Beyond the above themes, other original research contributions closely related to surface and interfacial engineering in EESDs are also highly welcome.
The rapid consumption of fossil fuel and the increasing demand for reducing long-term greenhouse gas emissions urge the development of renewable energy systems. With the capability of harvesting sustainable and intermittent energy sources like wind, solar, and tide energy, the electrochemical energy storage devices (EESDs) including batteries, supercapacitors, and fuel cells have attracted extensive attention both in fundamental studies and practical technologies. Consequently, great efforts have been devoted passionately to developing desirable EESDs with low cost, high safety, and superior efficiency. As the involved electrochemical processes mainly occur at the electrode/electrolyte interfaces, the overall performance of EESDs is intrinsically correlated with the surfaces and interfaces in the devices. To promote an in-depth understanding of this process, this Research Topic aims to collect papers focusing on surface and interfacial engineering strategies toward advanced EESDs.
The goal of this Research Topic is to seek universal and efficient approaches to design favorable surfaces and interfaces in advanced EESDs for on-demand applications. It is well documented that the mass/electron transport within the electrodes and charge transfer across surfaces and interfaces could significantly influence the electrochemical performance of EESDs. The architectures of electrode materials are quite important in determining their surface and interfacial properties, therefore, it is highly desirable to develop innovative strategies for the structural engineering of electrode materials with favorable surfaces and interfaces. Moreover, developing desired artificial interfaces can protect the active electrode materials from serious corrosion by electrolyte under electrifying. This Research Topic is also interested in works on the exploration of novel electrolytes, whose nature would impact the formation, dynamic, and roles of electrode interfaces for advanced EESDs. Furthermore, developments of advanced characterization techniques as well as theoretical modeling methods will be necessary for revealing the working mechanism of surface and interfacial engineering.
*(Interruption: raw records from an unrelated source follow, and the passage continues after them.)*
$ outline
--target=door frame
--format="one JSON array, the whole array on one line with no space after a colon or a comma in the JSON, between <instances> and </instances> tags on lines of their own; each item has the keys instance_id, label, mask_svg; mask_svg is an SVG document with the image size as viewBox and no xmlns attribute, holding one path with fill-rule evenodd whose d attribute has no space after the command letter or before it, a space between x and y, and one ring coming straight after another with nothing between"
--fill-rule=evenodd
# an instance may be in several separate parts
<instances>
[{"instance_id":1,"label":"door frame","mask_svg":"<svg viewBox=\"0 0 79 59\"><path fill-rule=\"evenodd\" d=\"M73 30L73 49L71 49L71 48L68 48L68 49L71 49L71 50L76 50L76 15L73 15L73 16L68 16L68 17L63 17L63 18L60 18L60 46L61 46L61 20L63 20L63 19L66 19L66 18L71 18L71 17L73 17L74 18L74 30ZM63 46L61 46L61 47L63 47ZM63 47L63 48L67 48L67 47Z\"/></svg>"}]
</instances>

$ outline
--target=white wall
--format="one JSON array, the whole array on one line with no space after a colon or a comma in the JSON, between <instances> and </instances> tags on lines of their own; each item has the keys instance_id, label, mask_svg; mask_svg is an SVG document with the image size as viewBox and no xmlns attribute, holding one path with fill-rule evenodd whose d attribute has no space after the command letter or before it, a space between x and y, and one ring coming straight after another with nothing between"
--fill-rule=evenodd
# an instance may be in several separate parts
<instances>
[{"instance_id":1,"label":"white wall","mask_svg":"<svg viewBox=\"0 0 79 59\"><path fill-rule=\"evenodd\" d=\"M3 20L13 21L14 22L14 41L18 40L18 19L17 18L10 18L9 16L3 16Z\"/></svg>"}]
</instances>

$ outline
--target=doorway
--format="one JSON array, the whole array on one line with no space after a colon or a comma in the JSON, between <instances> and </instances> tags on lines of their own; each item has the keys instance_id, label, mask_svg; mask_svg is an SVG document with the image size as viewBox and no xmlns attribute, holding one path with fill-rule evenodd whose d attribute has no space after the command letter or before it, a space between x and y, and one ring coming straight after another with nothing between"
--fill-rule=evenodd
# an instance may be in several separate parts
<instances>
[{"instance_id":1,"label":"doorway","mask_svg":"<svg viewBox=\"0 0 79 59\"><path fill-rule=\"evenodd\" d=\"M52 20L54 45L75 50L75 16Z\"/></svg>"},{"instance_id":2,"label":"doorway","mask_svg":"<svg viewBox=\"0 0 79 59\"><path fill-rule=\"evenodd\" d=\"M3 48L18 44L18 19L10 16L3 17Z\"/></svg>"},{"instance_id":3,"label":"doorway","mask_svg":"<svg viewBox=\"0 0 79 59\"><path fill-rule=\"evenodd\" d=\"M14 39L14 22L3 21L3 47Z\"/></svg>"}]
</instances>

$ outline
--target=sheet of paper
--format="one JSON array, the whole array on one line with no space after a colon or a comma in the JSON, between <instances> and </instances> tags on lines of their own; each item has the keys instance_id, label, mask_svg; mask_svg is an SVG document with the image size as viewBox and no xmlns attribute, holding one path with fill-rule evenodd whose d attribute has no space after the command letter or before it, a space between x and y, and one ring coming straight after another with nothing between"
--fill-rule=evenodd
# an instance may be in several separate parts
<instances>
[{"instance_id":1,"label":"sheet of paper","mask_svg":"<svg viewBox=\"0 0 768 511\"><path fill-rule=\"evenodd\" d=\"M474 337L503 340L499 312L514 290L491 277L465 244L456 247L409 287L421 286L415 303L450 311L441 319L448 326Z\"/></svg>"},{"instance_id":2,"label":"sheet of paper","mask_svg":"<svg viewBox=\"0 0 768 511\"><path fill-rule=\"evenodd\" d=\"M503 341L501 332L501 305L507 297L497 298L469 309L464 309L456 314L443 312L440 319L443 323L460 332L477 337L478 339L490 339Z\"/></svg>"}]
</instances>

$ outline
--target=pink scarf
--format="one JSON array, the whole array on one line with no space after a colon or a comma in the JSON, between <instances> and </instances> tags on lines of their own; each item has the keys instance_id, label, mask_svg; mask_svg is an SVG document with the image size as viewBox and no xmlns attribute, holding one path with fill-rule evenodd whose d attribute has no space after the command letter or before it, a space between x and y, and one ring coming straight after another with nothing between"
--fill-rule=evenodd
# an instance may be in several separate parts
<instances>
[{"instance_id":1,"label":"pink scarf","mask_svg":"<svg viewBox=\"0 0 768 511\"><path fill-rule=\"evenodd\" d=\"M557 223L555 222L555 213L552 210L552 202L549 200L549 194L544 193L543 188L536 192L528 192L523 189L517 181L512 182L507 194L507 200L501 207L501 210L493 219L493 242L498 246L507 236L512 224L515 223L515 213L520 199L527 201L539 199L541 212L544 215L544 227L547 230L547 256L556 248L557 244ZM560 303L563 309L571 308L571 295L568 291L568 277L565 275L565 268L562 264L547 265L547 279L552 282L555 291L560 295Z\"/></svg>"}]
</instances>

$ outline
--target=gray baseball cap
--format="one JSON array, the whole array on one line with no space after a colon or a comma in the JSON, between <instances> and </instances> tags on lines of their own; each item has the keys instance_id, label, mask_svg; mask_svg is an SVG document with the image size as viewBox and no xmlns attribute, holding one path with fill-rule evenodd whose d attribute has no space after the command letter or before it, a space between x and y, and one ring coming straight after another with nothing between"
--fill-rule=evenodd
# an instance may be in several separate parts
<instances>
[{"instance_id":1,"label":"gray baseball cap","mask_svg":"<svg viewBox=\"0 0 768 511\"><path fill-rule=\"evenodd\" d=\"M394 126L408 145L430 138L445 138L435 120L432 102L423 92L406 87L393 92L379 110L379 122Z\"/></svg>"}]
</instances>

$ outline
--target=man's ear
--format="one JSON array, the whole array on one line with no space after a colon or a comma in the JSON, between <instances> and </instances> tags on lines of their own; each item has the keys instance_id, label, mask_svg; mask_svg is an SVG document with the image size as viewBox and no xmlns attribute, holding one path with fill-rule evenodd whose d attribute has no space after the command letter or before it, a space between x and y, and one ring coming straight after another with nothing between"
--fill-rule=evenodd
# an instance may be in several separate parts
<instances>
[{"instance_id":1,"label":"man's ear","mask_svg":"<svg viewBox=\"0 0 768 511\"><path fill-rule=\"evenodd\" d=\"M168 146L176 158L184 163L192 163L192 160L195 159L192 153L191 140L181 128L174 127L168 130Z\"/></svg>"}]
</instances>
This collection would be a comprehensive discussion of the existing issues for the multiscale modeling approach of electrode interfaces for EESDs.
The scope of this Research Topic focuses on the advances in surface and interfacial engineering for advanced electrochemical energy storage devices including various types of batteries, supercapacitors, and fuel cells. This Research Topic welcomes original research articles, reviews, mini-reviews and perspectives that describe:
• Material and structural engineering of electrode for favorable surfaces and interfaces;
• Architectural construction of on-demand surfaces and interfaces;
• Novel design of artificial electrode surfaces and interfaces;
• Electrolyte engineering for desirable electrode-electrolyte interfaces;
• Advanced techniques for the characterization of electrode interfaces;
• Theoretical or computational advances in modeling related to surfaces and interfaces.
Beyond the above themes, other original research contributions closely related to surface and interfacial engineering in EESDs are also highly welcome.